You throw a ball with a speed of 25 m/s at an angle of 40.0° above the horizontal directly toward a wall (Fig. 4-35). The wall is 22.0 m from the release point of the ball. a)How long does the ball take to reach the wall? b)How far above the release point does the ball hit the wall? c)What are the horizontal and vertical components of its velocity as it hits the wall?
I will be happy to critique your work.
You can figure the horizontal component of velocity, you have distance horizontal..figure time from that.
For the final altitude, use vertical distance
y= Vovertical*time -1/2 g time^2
a) To find out how long the ball takes to reach the wall, we can use the horizontal motion of the ball. The given information includes the initial speed of the ball (25 m/s) and the distance to the wall (22.0 m). We can use the equation for horizontal distance:
Horizontal distance = initial horizontal speed * time
Since there is no acceleration in the horizontal direction, the initial horizontal speed remains constant throughout the motion. Therefore, the equation reduces to:
Distance to the wall = initial horizontal speed * time
Rearranging the equation to solve for time:
time = Distance to the wall / initial horizontal speed
Substituting the given values:
time = 22.0 m / 25 m/s
Using a calculator, we can find that the time is approximately 0.88 seconds.

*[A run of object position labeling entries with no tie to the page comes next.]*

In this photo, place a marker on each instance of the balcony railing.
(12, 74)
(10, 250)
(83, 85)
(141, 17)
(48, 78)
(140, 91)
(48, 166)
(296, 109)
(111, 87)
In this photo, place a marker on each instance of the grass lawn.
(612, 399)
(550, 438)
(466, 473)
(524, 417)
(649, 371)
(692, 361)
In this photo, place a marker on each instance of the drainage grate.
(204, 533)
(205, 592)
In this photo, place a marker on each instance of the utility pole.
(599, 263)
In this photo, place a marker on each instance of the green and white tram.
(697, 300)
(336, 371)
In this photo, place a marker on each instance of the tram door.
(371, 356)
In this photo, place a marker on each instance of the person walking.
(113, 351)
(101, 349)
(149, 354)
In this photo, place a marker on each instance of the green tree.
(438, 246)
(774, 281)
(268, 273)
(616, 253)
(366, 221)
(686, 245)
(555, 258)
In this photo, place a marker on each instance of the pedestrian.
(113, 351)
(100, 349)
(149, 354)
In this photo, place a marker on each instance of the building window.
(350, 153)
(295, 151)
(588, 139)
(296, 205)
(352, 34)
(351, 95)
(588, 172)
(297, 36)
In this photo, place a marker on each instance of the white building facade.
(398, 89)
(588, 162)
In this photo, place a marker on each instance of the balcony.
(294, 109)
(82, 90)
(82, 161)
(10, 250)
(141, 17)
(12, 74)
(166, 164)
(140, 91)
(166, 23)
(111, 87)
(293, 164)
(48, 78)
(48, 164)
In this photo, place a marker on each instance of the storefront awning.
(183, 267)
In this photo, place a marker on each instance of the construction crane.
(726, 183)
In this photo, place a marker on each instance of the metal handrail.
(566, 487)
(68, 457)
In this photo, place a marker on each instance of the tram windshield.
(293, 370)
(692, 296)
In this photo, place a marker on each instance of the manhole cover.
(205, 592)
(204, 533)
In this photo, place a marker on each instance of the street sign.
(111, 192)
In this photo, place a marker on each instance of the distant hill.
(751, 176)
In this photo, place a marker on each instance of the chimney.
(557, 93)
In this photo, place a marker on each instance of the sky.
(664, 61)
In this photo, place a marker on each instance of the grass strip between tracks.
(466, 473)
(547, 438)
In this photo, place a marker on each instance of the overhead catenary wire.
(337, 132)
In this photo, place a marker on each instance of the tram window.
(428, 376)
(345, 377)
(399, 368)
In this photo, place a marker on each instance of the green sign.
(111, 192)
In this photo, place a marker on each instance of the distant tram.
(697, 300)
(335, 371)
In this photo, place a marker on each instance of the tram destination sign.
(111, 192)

b) To find the vertical distance above the release point where the ball hits the wall, we can use the equation for vertical motion. The given information includes the initial speed of the ball (25 m/s) and the launch angle (40.0°). The vertical distance can be calculated using the equation:
Vertical distance = initial vertical speed * time - (1/2) * gravity * time^2
The initial vertical speed can be found by decomposing the initial speed into its vertical and horizontal components:
Initial vertical speed = initial speed * sine(angle)
Substituting the given values:
Initial vertical speed = 25 m/s * sin(40.0°)

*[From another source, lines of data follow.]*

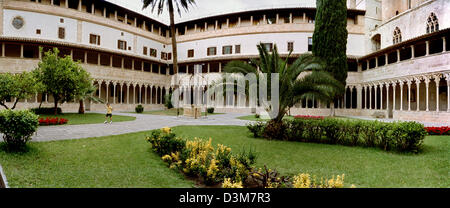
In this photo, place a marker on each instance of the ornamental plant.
(17, 128)
(52, 121)
(443, 130)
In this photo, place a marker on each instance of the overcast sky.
(204, 8)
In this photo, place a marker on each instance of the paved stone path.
(143, 122)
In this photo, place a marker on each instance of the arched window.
(397, 38)
(432, 23)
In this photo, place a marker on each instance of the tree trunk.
(56, 104)
(174, 38)
(81, 108)
(332, 113)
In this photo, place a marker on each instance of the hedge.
(397, 136)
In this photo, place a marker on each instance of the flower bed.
(398, 136)
(443, 130)
(52, 121)
(220, 167)
(308, 117)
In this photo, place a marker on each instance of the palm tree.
(293, 85)
(87, 94)
(160, 6)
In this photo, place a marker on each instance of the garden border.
(3, 181)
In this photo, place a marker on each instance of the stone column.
(444, 44)
(427, 83)
(409, 95)
(376, 99)
(100, 82)
(393, 95)
(448, 92)
(387, 97)
(418, 93)
(114, 92)
(359, 95)
(381, 96)
(401, 95)
(128, 93)
(121, 93)
(107, 91)
(370, 97)
(437, 79)
(145, 94)
(21, 50)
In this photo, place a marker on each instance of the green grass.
(127, 161)
(171, 112)
(114, 161)
(88, 118)
(364, 167)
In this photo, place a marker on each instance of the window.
(309, 43)
(153, 52)
(61, 33)
(18, 22)
(94, 39)
(163, 55)
(271, 20)
(145, 51)
(227, 50)
(432, 23)
(122, 45)
(268, 46)
(237, 49)
(397, 38)
(290, 46)
(190, 53)
(212, 51)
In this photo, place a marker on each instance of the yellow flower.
(227, 183)
(166, 130)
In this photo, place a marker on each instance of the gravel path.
(143, 122)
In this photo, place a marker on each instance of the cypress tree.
(330, 36)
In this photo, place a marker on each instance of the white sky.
(204, 8)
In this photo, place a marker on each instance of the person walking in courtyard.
(108, 113)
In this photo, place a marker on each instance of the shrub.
(41, 111)
(210, 110)
(398, 136)
(17, 128)
(52, 121)
(164, 142)
(443, 130)
(168, 101)
(139, 109)
(256, 128)
(275, 130)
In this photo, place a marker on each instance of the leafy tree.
(63, 78)
(313, 84)
(16, 86)
(180, 4)
(330, 38)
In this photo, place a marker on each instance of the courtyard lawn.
(364, 167)
(127, 161)
(88, 118)
(171, 112)
(113, 161)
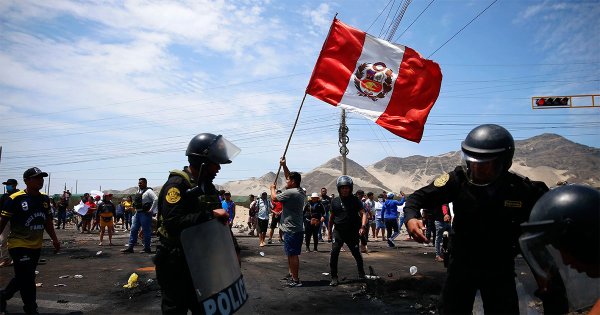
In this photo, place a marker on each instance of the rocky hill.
(547, 157)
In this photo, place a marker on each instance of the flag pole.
(302, 103)
(290, 137)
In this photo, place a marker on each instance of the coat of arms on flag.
(391, 84)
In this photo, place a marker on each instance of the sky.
(100, 93)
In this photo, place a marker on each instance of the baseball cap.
(10, 181)
(34, 172)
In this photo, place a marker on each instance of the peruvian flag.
(391, 84)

Using a calculator, we find that the initial vertical speed is approximately 16.94 m/s.
Now, we can substitute the values into the equation for vertical distance:
Vertical distance = (16.94 m/s) * (0.88 s) - (1/2) * (9.8 m/s^2) * (0.88 s)^2
Evaluating this expression, we find that the vertical distance is approximately 9.73 meters.

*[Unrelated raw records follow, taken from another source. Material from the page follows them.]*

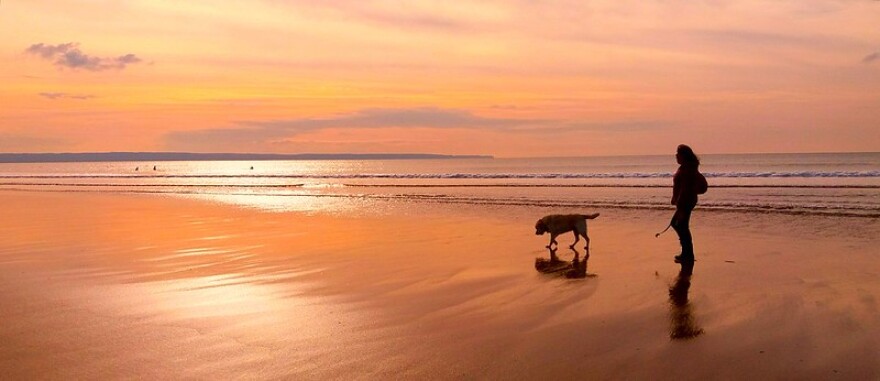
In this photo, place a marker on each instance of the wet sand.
(99, 286)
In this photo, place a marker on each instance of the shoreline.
(105, 285)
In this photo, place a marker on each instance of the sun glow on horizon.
(504, 78)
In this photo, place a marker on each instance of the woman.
(687, 183)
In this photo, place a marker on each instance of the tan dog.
(556, 224)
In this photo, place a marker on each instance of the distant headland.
(190, 156)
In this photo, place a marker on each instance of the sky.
(509, 78)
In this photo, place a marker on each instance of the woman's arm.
(676, 187)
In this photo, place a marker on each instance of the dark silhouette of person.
(682, 324)
(686, 186)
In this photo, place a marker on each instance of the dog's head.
(540, 227)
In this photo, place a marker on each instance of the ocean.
(833, 184)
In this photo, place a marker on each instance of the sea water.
(838, 184)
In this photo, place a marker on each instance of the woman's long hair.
(687, 155)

c) To determine the horizontal and vertical components of the velocity as it hits the wall, we can use the fact that the horizontal velocity remains constant while the vertical velocity changes due to gravity.
The horizontal component of velocity remains the same throughout the motion and is equal to the initial horizontal speed, which is 25 m/s.
The vertical component of velocity at the moment the ball hits the wall can be determined using the equation:
Final vertical velocity = initial vertical velocity - gravity * time
Substituting the given values:
Final vertical velocity = (16.94 m/s) - (9.8 m/s^2) * (0.88 s)
Evaluating this expression, we find that the final vertical velocity is approximately 8.01 m/s.
Therefore, the horizontal component of velocity as it hits the wall is 25 m/s, and the vertical component of velocity is 8.01 m/s (upward direction).